My run gave me the answer.  On my signature 3 minute 'post-run cool-down walk' I ventured to les arènes de Lutèce, the remains of a Roman gladiatorial amphitheater, located right behind my dwelling.  Well well well - to my surprise and satisfaction, this arena also houses la Maison des oiseaux." Open on Saturdays from 13h30 to 17h30, this house of birds aims to promote the preservation of biodiversity.  And, unknowingly, it shines musical loveliness into my salle de bain - props to all the birdies.  I look forward to meeting them all next samedi.

chirp chirp!

Thursday, March 25, 2010

less than a week away

Uh oh, waves have just been made in my film anticipation ocean.  Alice got rivaled, and lost.  On my walk home from a rue de Rennes shindig, I saw a poster I thought would never come.  My dreams have come true: "Cher John" hits Parisian theaters on March 31st.  That is less than a week away.

 How to prepare for such an event?
-  watch the french trailer and marvel at the dubbing (no worries, I'm seeing it in version originale, these things just make me giggle)
-   cancel any previous engagements for the 31st...too bad it's a Wednesday, which means I would have to miss three classes, and thus get a zero for the presentation I have to give in one of them --- It's cool, I'll figure it out
-  maybe slip in a viewing of "Step Up" to reminisce on that time when Tatum changed my life
-  try and forget all of the spoilers that have been whispered my way
- put on my happy shoes
That'll do it.  

Look out for Chan's next flick, "The Eagle of the Ninth", currently in post production, in which he plays a young centurion from 140 AD.  I wonder how he'll do with the whole back in the day thing.

Tuesday, March 23, 2010

Alice aux Pays des Merveilles

Thanks to A Nous, today my sunshine-filled stroll and bus ride to Sciences Po was particularly magnificent.  With its newspaper pages right under my nose, I was taken to another world, Alice's world.  Tim Burton's Alice in Wonderland comes out tomorrow in Paris and the reporters at A Nous are all about it.  Not only do they consider Alice to be the current "it" girl, but they reserved a full page spread on products inspired by and embodying the fantastical film.  

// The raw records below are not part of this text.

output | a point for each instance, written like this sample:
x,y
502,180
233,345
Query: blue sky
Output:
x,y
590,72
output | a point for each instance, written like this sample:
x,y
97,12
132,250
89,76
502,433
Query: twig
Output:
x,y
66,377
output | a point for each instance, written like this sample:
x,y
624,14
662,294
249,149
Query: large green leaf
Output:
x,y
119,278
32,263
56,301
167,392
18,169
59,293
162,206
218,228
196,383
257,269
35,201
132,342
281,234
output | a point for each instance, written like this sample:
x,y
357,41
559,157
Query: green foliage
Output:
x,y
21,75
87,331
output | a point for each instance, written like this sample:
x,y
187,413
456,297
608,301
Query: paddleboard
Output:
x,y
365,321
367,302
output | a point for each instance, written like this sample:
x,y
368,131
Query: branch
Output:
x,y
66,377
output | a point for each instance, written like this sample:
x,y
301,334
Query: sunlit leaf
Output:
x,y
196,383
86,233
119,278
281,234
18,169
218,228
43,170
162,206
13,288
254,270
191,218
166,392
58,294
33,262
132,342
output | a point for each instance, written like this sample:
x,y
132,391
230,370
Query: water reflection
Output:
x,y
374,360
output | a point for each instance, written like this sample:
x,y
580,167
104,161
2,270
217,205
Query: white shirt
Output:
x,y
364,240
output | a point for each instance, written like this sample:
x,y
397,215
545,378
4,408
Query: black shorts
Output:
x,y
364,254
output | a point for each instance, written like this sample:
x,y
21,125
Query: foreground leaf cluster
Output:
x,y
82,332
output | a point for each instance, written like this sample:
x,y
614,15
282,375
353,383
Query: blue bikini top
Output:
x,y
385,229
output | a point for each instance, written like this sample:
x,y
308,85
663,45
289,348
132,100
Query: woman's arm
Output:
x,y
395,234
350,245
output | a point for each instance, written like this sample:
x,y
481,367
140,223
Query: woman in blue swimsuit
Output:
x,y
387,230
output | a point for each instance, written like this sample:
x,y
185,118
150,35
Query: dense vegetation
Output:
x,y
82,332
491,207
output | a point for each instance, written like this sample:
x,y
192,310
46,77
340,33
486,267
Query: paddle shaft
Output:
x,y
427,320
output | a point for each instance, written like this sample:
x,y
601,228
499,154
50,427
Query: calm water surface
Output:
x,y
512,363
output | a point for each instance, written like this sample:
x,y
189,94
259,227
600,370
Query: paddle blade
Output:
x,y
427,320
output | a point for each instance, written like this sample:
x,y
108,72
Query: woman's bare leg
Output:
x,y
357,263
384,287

I got to get a little closer to Tim through his interview with A Nous, in which he compares himself to the Mad Hatter and talks about working with his wife, Helena Bonham Carter (or the Red Queen).  Having already been enticed to go see the fim by the intriguing posters flanking every metro station, after being thrown into Wonderland by this morning's read, you can be sure that I'll be first in the ticket line tomorrow evening.